Core algorithms used and modified in TableDataExtractor have originally been developed by Embley et al. This is the MIPS (Minimum Indexing Point Search) algorithm that is used to find the row/column headers and the data region, as well as algorithms for prefixing header cells. Also, some of the examples in this documentation are based on examples from Embley et al:

Embley, D.W., Krishnamoorthy, M.S., Nagy, G., and Seth, S. (2016) Converting heterogeneous statistical tables on the web to searchable databases. Int. J. Doc. Anal. Recognit., 19 (2), 119–138.

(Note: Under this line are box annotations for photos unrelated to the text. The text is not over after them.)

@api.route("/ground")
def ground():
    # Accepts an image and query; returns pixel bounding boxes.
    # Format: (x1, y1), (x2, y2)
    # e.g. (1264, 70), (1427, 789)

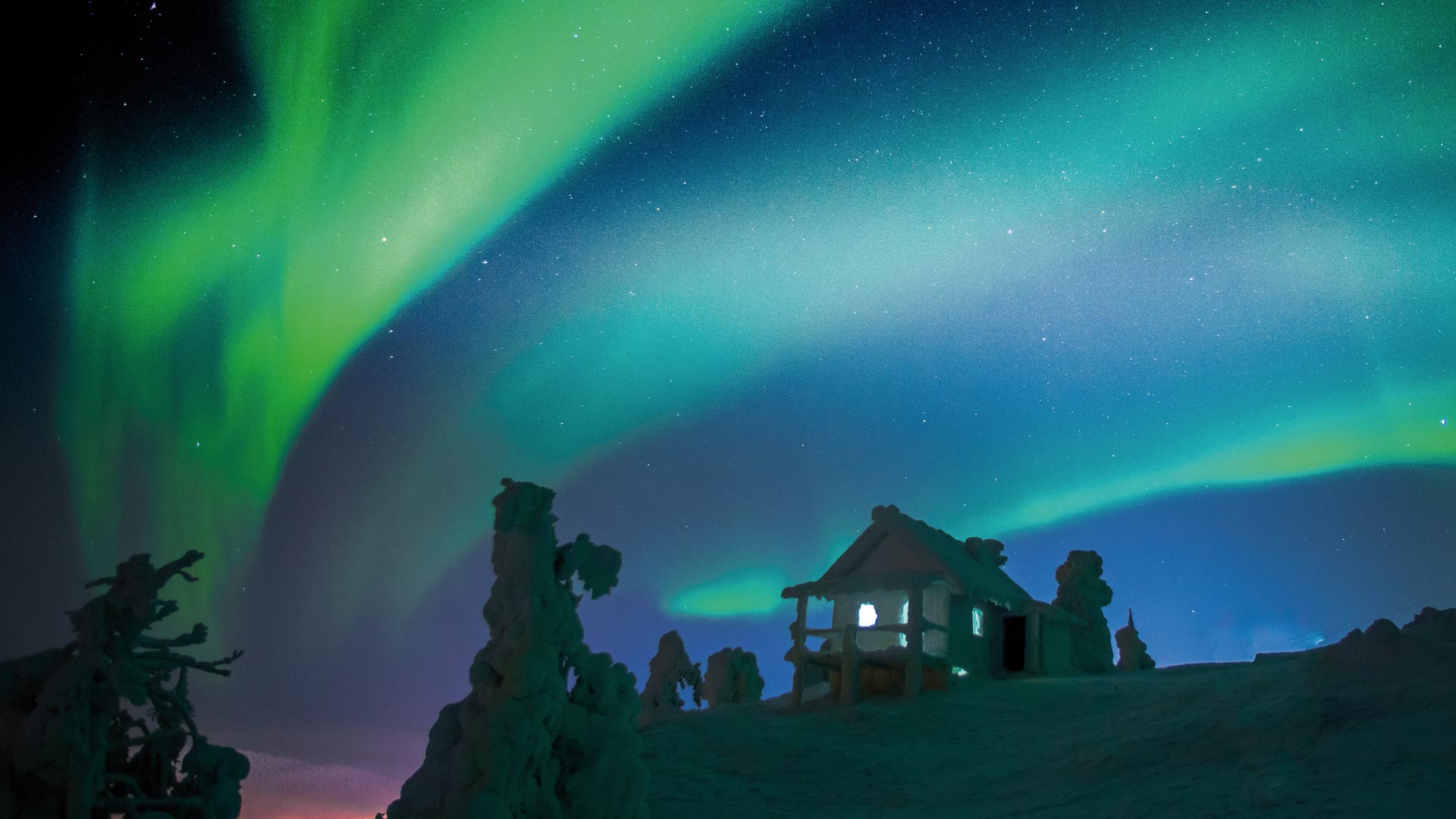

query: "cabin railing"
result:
(789, 592), (951, 705)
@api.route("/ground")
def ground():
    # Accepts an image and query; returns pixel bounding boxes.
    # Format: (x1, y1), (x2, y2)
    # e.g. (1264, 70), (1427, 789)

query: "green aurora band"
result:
(63, 3), (1456, 617)
(60, 0), (798, 606)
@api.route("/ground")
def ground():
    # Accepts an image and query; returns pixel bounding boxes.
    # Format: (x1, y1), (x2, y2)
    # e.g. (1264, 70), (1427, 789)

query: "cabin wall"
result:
(833, 592), (910, 651)
(1040, 615), (1072, 675)
(951, 596), (1000, 676)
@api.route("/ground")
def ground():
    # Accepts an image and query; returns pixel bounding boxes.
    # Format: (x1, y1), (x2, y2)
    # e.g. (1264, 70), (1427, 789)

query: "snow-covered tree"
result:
(641, 631), (703, 727)
(0, 551), (249, 819)
(1112, 609), (1157, 672)
(1053, 549), (1112, 673)
(703, 648), (763, 708)
(965, 538), (1006, 568)
(388, 478), (646, 819)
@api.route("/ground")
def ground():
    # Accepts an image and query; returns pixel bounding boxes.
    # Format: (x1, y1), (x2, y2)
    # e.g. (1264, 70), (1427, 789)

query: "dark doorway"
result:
(1002, 617), (1027, 672)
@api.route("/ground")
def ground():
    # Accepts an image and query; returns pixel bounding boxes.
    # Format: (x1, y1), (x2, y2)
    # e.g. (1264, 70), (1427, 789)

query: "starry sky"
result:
(0, 0), (1456, 792)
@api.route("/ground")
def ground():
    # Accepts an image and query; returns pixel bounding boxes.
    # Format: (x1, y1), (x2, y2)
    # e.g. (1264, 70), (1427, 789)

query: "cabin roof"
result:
(783, 506), (1032, 609)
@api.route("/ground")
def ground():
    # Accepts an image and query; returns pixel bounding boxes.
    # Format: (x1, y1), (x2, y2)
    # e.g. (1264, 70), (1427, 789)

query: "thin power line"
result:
(1290, 582), (1456, 644)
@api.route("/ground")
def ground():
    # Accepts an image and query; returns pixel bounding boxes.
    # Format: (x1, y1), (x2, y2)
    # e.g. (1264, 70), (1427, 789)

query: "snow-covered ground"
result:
(644, 638), (1456, 819)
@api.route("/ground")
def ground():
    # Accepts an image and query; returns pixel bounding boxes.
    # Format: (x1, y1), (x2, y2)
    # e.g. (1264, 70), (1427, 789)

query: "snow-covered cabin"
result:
(783, 506), (1076, 702)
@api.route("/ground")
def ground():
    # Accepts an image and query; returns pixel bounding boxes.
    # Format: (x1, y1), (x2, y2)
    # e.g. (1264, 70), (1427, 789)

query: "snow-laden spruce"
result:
(388, 478), (646, 819)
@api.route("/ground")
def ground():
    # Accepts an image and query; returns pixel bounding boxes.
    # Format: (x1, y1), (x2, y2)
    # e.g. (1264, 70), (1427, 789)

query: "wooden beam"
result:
(905, 582), (924, 697)
(789, 592), (810, 705)
(839, 623), (859, 705)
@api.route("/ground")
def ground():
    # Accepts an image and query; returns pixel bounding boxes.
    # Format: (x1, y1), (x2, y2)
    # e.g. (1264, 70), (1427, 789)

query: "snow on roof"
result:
(783, 506), (1032, 607)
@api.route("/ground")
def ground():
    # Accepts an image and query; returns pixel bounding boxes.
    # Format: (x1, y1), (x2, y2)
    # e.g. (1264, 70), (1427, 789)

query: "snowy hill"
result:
(644, 609), (1456, 817)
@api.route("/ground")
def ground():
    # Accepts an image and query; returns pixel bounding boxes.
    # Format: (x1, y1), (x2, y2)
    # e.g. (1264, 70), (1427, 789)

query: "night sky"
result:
(0, 0), (1456, 786)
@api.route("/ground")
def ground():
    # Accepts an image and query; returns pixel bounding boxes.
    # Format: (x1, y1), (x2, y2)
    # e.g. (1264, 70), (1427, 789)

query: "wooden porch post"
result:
(839, 621), (859, 705)
(905, 588), (924, 697)
(789, 595), (810, 705)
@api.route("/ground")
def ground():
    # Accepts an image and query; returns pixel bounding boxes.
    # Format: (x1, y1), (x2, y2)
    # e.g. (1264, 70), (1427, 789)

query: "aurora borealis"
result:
(5, 0), (1456, 799)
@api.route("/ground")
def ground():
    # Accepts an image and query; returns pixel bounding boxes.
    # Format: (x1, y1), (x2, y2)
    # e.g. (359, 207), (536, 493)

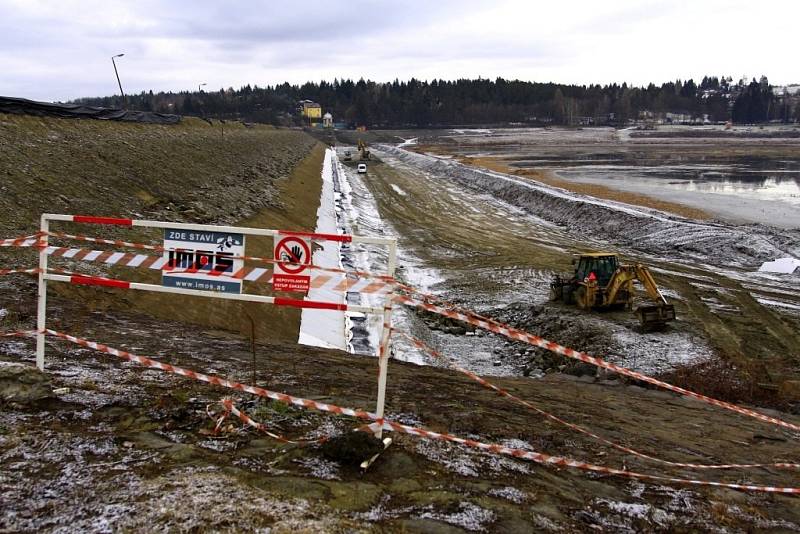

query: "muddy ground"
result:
(344, 139), (800, 398)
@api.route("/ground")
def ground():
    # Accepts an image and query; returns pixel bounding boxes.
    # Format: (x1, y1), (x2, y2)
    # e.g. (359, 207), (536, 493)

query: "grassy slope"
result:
(0, 114), (324, 341)
(0, 114), (314, 234)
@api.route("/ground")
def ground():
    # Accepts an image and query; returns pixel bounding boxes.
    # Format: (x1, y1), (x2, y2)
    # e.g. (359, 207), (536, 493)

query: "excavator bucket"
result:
(636, 304), (675, 331)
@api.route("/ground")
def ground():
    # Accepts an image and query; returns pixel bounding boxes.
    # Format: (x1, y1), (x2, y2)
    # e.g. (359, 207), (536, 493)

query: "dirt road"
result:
(340, 147), (800, 385)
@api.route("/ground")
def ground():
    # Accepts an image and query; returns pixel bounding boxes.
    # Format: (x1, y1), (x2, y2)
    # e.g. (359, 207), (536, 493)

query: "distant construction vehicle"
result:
(550, 252), (675, 331)
(358, 139), (370, 160)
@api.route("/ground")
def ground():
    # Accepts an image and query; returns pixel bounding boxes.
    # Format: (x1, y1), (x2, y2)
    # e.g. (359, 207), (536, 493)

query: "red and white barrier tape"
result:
(0, 330), (36, 337)
(394, 295), (800, 438)
(36, 330), (800, 495)
(367, 421), (800, 495)
(0, 267), (42, 276)
(392, 328), (800, 469)
(40, 241), (394, 293)
(54, 215), (360, 243)
(46, 247), (393, 294)
(0, 232), (42, 247)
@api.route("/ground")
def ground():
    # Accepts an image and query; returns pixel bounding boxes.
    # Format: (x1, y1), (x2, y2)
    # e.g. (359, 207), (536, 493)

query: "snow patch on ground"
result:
(419, 501), (496, 531)
(389, 184), (408, 197)
(758, 258), (800, 274)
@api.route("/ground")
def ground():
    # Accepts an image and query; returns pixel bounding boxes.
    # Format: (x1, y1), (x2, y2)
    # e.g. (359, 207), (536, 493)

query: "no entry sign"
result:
(272, 236), (311, 293)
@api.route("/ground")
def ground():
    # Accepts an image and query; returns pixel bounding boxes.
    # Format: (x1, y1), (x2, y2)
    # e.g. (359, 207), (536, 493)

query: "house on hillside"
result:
(299, 100), (322, 126)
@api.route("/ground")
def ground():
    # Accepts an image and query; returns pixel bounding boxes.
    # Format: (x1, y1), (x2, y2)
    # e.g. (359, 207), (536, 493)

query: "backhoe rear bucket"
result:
(636, 304), (675, 330)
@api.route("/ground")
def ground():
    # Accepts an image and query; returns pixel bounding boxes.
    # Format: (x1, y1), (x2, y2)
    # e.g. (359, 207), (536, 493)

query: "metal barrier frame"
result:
(36, 213), (397, 437)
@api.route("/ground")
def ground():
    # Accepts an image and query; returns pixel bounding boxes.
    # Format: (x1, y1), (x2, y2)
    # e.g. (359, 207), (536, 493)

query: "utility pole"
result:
(111, 54), (128, 109)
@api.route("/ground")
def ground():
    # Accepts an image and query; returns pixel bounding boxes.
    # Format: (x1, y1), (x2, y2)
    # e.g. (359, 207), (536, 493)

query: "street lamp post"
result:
(111, 54), (128, 108)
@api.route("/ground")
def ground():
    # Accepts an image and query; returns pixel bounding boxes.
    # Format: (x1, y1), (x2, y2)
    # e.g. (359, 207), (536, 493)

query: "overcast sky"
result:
(0, 0), (800, 100)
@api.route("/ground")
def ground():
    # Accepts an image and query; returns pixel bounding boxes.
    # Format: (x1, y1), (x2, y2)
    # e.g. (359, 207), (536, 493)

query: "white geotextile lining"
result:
(297, 149), (347, 350)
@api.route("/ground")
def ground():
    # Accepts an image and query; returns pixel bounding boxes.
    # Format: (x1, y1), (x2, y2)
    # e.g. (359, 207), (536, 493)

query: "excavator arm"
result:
(605, 265), (636, 306)
(634, 263), (669, 304)
(605, 263), (675, 330)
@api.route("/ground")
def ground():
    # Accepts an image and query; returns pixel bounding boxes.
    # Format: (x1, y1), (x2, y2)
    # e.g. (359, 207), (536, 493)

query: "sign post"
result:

Algorithms for duplicating spanning cells and extending headers, that are used in TableDataExtractor, have been developed by Nagy and Seth:

Nagy, G., and Seth, S. (2017) Table headers: An entrance to the data mine. Proc. - Int. Conf. Pattern Recognit., 4065–4070.

The algorithm for converting html files to Numpy arrays has been modified from John Rico:

John Ricco, (2017) Using Python to scrape HTML tables with merged cells, https://johnricco.github.io/2017/04/04/python-html/

Please cite these works where appropriate.